Foreign minister Dipu Moni has said the Myanmar leaders during her latest trip to that country told her that they would take the Rohingya refugees back.

She told reporters at the foreign ministry on Friday that Myanmar authorities in December last year said Rohingyas were not Myanmar citizens but Bangladeshis.

"At a meeting on trafficking in persons in Bali, I presented historical data and necessary evidence on Rohingyas' Myanmarese identity.

"During my Myanmar visit (May 16-17), its leaders admitted that they are Myanmarese and agreed to take them back," the foreign minister.

She said Myanmar government sought a list from Dhaka on the number of Rohingyas living in Bangladesh as part of the repatriation process.
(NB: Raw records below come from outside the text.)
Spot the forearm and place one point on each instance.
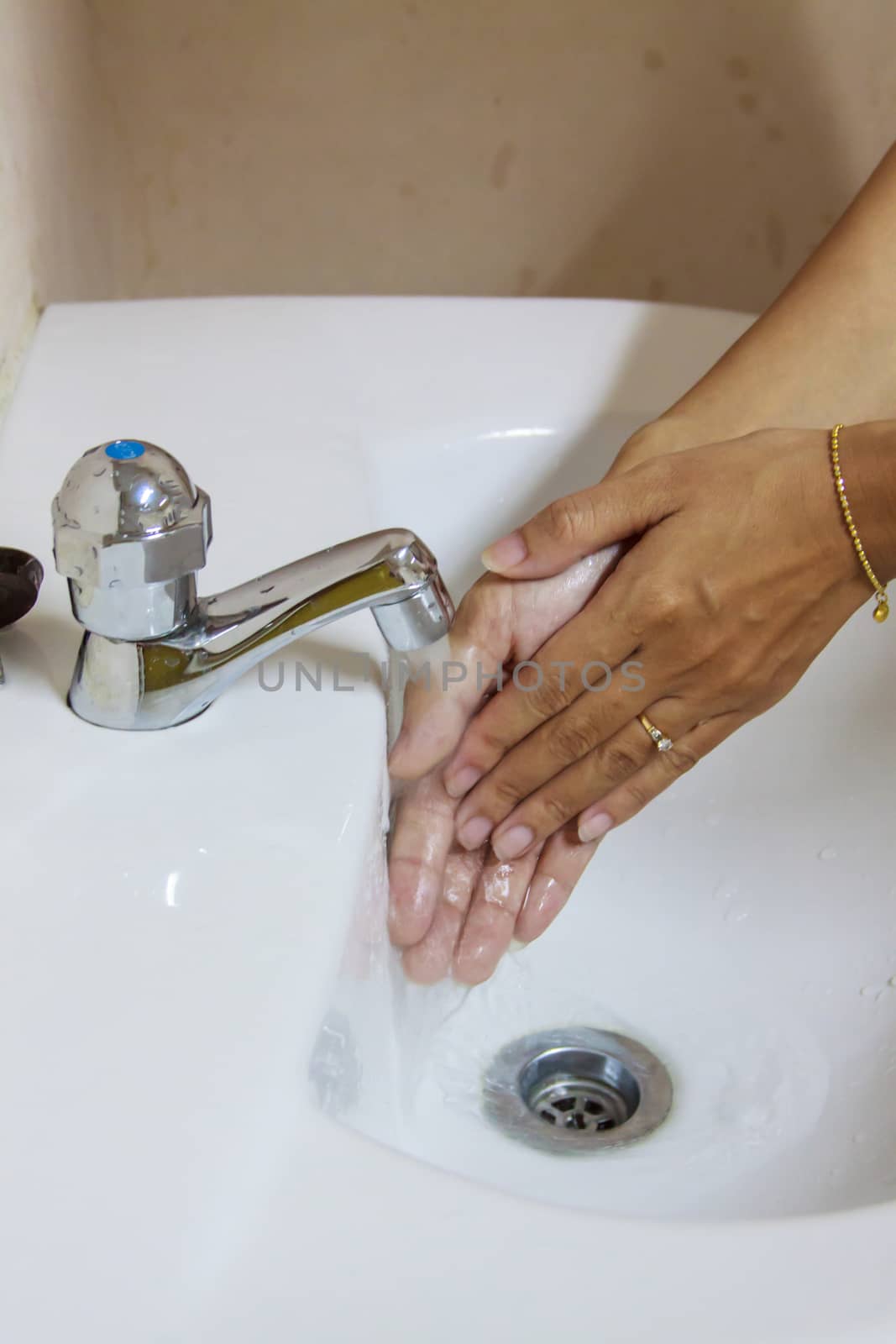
(825, 351)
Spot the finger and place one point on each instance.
(496, 622)
(577, 524)
(546, 752)
(418, 850)
(625, 801)
(609, 765)
(492, 917)
(560, 864)
(430, 960)
(550, 685)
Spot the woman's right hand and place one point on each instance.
(453, 911)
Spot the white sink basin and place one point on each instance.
(192, 921)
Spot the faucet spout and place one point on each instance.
(132, 675)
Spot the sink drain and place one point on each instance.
(577, 1089)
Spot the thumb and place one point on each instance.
(578, 524)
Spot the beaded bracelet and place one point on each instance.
(882, 606)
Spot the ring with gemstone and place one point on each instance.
(658, 737)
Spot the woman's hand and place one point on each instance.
(741, 575)
(452, 909)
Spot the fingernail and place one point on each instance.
(401, 743)
(474, 832)
(593, 826)
(461, 783)
(506, 553)
(513, 842)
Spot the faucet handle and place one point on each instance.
(128, 517)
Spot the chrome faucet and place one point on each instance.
(130, 533)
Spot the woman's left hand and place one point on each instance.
(741, 575)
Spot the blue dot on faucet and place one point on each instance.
(125, 449)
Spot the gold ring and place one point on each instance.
(658, 737)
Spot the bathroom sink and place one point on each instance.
(226, 1116)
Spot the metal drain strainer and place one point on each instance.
(577, 1089)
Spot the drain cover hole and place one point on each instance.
(584, 1090)
(577, 1090)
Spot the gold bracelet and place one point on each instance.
(882, 608)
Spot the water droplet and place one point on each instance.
(736, 914)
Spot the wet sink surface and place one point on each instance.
(192, 920)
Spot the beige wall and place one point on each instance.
(688, 150)
(683, 150)
(55, 168)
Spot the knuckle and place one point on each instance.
(681, 759)
(504, 790)
(553, 812)
(567, 517)
(637, 796)
(667, 604)
(570, 741)
(618, 759)
(548, 698)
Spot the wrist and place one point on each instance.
(868, 468)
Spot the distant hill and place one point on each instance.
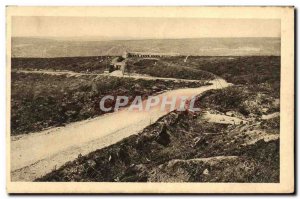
(63, 47)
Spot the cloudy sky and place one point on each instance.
(141, 28)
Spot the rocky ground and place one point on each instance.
(188, 147)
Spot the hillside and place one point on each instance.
(64, 47)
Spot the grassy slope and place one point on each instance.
(40, 101)
(182, 147)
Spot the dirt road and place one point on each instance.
(34, 155)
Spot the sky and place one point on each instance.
(142, 28)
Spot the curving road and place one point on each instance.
(36, 154)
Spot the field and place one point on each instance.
(57, 100)
(241, 146)
(76, 64)
(83, 47)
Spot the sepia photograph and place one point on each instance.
(168, 99)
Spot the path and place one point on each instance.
(36, 154)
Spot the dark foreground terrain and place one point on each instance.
(234, 138)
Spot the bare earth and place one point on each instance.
(36, 154)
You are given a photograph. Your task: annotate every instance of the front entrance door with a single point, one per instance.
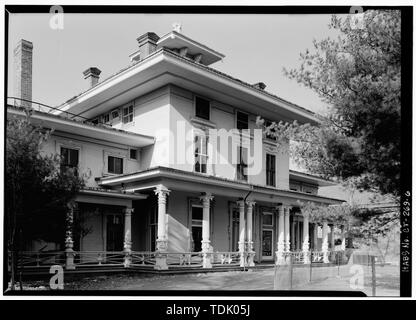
(267, 243)
(114, 232)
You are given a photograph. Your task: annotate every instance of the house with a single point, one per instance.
(179, 174)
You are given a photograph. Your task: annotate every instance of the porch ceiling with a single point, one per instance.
(199, 183)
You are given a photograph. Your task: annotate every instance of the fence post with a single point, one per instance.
(373, 275)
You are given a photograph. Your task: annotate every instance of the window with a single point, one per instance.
(271, 170)
(133, 154)
(114, 114)
(242, 120)
(128, 114)
(69, 159)
(106, 118)
(201, 154)
(196, 228)
(202, 108)
(115, 165)
(242, 163)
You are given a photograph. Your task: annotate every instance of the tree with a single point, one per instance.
(358, 75)
(37, 190)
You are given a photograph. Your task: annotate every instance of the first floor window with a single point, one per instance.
(69, 159)
(201, 154)
(271, 170)
(115, 165)
(242, 163)
(128, 114)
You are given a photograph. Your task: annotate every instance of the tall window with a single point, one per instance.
(201, 153)
(242, 161)
(128, 114)
(202, 108)
(69, 159)
(242, 120)
(115, 165)
(271, 170)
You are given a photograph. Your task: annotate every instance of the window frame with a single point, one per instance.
(209, 107)
(201, 155)
(269, 171)
(129, 115)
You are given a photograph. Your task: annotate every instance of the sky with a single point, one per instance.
(256, 47)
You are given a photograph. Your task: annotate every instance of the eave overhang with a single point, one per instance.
(199, 183)
(61, 124)
(164, 67)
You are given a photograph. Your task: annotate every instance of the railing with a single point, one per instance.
(40, 259)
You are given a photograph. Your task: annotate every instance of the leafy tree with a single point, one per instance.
(37, 190)
(358, 76)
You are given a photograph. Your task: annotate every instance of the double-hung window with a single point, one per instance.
(128, 114)
(69, 159)
(201, 153)
(242, 160)
(115, 165)
(271, 170)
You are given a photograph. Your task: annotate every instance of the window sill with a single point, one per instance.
(203, 122)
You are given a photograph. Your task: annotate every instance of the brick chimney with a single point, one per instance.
(147, 44)
(23, 53)
(92, 75)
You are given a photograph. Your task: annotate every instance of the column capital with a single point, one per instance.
(250, 203)
(206, 197)
(240, 203)
(128, 211)
(161, 190)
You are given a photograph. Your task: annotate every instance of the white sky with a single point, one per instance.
(257, 47)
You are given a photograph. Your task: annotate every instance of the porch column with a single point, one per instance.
(305, 244)
(315, 236)
(205, 243)
(280, 236)
(325, 241)
(161, 243)
(287, 231)
(69, 243)
(343, 244)
(251, 252)
(242, 233)
(293, 235)
(127, 236)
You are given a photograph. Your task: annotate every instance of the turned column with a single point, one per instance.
(280, 235)
(242, 233)
(69, 243)
(205, 243)
(325, 241)
(161, 243)
(251, 253)
(305, 243)
(127, 236)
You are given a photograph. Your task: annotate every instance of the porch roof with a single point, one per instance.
(176, 179)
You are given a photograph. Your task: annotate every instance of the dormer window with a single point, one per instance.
(202, 108)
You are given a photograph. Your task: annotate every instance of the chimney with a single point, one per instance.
(147, 44)
(260, 85)
(23, 72)
(92, 75)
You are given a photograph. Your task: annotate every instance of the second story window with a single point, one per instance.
(69, 159)
(242, 160)
(271, 170)
(202, 108)
(201, 154)
(128, 114)
(242, 120)
(115, 165)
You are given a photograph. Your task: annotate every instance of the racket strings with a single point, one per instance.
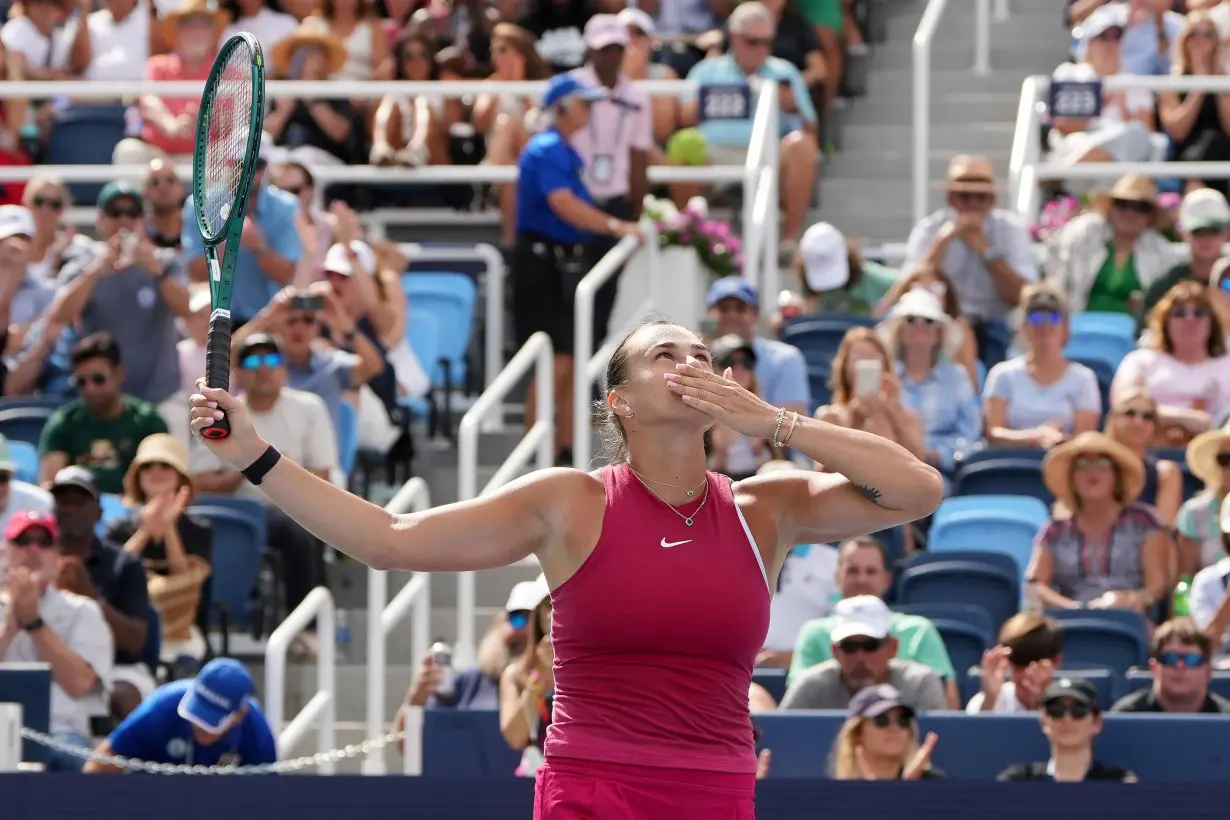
(230, 122)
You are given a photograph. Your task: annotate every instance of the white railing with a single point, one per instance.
(1028, 171)
(383, 617)
(760, 196)
(538, 444)
(923, 37)
(493, 321)
(321, 709)
(587, 369)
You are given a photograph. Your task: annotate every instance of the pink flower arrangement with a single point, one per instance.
(715, 242)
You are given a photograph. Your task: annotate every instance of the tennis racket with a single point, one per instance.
(223, 165)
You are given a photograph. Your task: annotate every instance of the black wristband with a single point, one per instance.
(256, 471)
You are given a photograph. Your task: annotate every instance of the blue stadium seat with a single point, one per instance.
(773, 679)
(1006, 524)
(818, 337)
(1001, 477)
(23, 423)
(31, 686)
(964, 642)
(450, 298)
(984, 579)
(1091, 642)
(971, 614)
(348, 438)
(85, 134)
(25, 455)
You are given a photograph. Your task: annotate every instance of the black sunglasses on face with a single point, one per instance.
(1059, 708)
(886, 719)
(851, 646)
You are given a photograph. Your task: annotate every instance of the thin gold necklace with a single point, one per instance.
(688, 519)
(691, 492)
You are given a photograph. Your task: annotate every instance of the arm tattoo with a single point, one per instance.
(870, 493)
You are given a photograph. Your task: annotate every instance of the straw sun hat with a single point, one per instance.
(1202, 455)
(308, 36)
(1057, 467)
(923, 304)
(159, 448)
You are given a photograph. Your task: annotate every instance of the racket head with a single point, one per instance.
(228, 144)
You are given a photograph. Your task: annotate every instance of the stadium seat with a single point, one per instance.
(23, 423)
(25, 455)
(85, 134)
(1001, 477)
(1103, 643)
(773, 679)
(818, 337)
(971, 614)
(1006, 524)
(985, 579)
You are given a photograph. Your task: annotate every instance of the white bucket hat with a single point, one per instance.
(923, 304)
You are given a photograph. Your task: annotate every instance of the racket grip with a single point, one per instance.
(218, 365)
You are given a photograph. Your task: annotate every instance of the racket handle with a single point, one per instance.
(218, 365)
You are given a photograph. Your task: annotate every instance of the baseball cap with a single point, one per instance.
(825, 262)
(1076, 689)
(1203, 208)
(76, 477)
(605, 30)
(15, 220)
(257, 342)
(116, 189)
(637, 19)
(527, 595)
(338, 261)
(861, 616)
(220, 690)
(732, 288)
(28, 519)
(565, 86)
(873, 701)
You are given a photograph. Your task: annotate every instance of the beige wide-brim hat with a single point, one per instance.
(923, 304)
(1202, 455)
(1130, 187)
(283, 53)
(159, 448)
(1057, 467)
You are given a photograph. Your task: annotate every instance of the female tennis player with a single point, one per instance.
(661, 572)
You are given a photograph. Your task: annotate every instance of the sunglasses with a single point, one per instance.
(89, 379)
(851, 646)
(1059, 708)
(1133, 205)
(1190, 659)
(1043, 317)
(255, 360)
(887, 719)
(42, 540)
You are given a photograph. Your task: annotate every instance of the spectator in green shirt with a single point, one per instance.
(862, 569)
(1204, 221)
(101, 429)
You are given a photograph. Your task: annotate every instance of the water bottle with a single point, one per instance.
(342, 634)
(442, 654)
(1182, 595)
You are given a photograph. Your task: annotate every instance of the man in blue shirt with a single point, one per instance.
(212, 721)
(556, 218)
(269, 248)
(726, 106)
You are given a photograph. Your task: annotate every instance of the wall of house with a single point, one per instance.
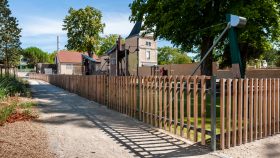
(143, 60)
(76, 69)
(173, 69)
(131, 45)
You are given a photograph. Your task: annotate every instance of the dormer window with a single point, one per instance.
(149, 44)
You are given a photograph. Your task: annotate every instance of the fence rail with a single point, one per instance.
(246, 109)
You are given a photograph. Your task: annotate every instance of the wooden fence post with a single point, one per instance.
(213, 113)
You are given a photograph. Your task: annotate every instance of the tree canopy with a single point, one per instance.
(196, 24)
(83, 27)
(169, 55)
(35, 55)
(107, 43)
(9, 36)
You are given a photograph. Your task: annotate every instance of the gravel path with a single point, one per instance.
(77, 127)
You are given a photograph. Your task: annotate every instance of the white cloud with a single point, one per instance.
(117, 23)
(33, 26)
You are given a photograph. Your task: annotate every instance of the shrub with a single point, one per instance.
(10, 86)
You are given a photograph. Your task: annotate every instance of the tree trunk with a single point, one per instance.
(206, 66)
(244, 55)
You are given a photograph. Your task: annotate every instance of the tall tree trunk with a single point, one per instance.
(244, 56)
(206, 66)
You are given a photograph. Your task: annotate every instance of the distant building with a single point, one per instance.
(73, 63)
(123, 56)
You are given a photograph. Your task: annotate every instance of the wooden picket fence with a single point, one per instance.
(249, 110)
(246, 109)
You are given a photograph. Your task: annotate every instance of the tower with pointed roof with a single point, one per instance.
(142, 49)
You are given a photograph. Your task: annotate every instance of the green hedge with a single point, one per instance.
(10, 86)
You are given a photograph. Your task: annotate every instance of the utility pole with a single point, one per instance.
(57, 43)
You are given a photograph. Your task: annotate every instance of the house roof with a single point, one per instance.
(72, 57)
(136, 29)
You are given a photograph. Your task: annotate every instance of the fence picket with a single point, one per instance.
(228, 113)
(182, 116)
(234, 111)
(255, 109)
(240, 95)
(222, 113)
(203, 109)
(249, 108)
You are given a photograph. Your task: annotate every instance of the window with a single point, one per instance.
(148, 54)
(69, 66)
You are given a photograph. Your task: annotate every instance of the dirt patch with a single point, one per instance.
(24, 139)
(20, 117)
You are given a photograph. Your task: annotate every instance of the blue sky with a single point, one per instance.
(41, 20)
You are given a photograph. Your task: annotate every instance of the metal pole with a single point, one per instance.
(213, 113)
(57, 40)
(212, 47)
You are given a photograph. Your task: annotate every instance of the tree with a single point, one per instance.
(107, 43)
(9, 37)
(83, 27)
(192, 24)
(51, 57)
(169, 55)
(35, 55)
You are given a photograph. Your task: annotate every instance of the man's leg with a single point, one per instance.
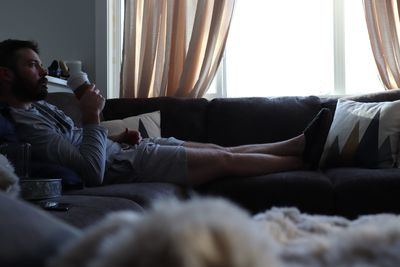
(206, 164)
(292, 147)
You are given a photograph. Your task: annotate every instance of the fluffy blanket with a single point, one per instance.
(215, 233)
(8, 179)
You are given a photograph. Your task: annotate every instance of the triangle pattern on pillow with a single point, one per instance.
(142, 129)
(363, 153)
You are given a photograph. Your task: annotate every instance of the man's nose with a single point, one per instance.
(43, 71)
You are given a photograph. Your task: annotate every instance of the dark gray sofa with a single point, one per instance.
(341, 191)
(30, 235)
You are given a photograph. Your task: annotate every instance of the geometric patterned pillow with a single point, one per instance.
(363, 135)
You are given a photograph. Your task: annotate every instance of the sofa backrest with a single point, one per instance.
(236, 121)
(181, 118)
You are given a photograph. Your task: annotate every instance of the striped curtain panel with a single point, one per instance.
(173, 47)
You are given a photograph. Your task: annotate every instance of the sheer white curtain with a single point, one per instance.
(383, 27)
(173, 47)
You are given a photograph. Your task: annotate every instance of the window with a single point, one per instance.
(296, 47)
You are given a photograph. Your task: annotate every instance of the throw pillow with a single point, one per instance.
(147, 124)
(363, 135)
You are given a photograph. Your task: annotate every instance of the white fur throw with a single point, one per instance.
(8, 179)
(215, 233)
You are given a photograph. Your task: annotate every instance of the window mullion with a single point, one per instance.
(339, 47)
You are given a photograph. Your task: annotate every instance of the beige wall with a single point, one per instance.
(65, 29)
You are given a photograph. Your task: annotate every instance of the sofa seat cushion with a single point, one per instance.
(309, 191)
(87, 210)
(29, 235)
(142, 193)
(365, 191)
(236, 121)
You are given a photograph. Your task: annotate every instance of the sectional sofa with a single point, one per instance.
(348, 191)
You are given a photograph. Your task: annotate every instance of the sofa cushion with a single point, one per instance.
(87, 210)
(365, 191)
(70, 180)
(29, 235)
(142, 193)
(236, 121)
(311, 192)
(181, 118)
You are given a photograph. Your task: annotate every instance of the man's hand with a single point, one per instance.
(91, 105)
(130, 137)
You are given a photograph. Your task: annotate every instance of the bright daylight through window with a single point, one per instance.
(291, 47)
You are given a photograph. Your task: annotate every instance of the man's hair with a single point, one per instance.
(8, 49)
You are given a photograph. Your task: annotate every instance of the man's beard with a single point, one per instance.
(26, 92)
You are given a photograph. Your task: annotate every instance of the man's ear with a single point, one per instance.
(6, 74)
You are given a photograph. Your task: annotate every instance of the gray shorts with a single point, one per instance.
(153, 160)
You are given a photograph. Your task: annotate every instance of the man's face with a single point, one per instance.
(29, 83)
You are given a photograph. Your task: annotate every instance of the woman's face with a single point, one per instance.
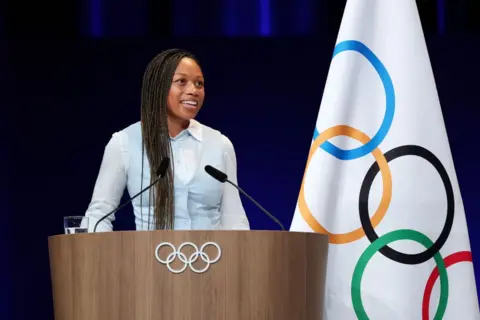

She observed that the influx of Rohingya refugees from Myanmar was not a new development, rather the Arakan people were continuously intruding into Bangladesh for long.

Her rather candid comments came as Bangladesh media reported massive intrusion of Rohingya refugees in Cox's Bazar and Bandarban districts.

Dipu Moni said the refugee flow would not stop unless Myanmar authorities guaranteed "qualitative change" in its Arakan state—Rohingyas' motherland.

"Rohigya influx is always there. They have been coming continuously.

"A small number of them are in the (UNHCR) camp. Huge numbers of them are outside the camp," Dipu Moni told reporters at foreign ministry on Friday.

"If there was no qualitative change in the place they come from, the influx would be continuing even though we send them back or Myanmar shows interest in taking them back," she said.

Foreign secretary Md Touhid Hossain said, "So far, there is no change in the environment they live in."

The foreign secretary made it clear that Dhaka would not accept any foreign national as its citizen.

Around 30,000 residual Rohigya refugees, Myanmar Muslims from the northern Rakhain state, have been living in camps in Cox's Bazar district as they are unwilling to return to Myanmar.

Hundreds of thousands of Rohingyas fled into Bangladesh as the military junta in the former Burma cracked down on them to avert the international focus on its domestic affairs including power handover to democratically elected leader Aung San Suu Kyi.

Muslim Rohingyas are the minority in the Buddhist Myanmar.

As per a tripartite agreement with the UNHCR, most of the Rohingyas returned to their homeland, but they later intruded for better life in Bangladesh.

The military leadership, following a mass upsurge in 1988, gave national election in which Suu Kyi's National League for Democracy had landslide victory.

But the ruling generals refused to hand over power and put her in jail and finally on trial.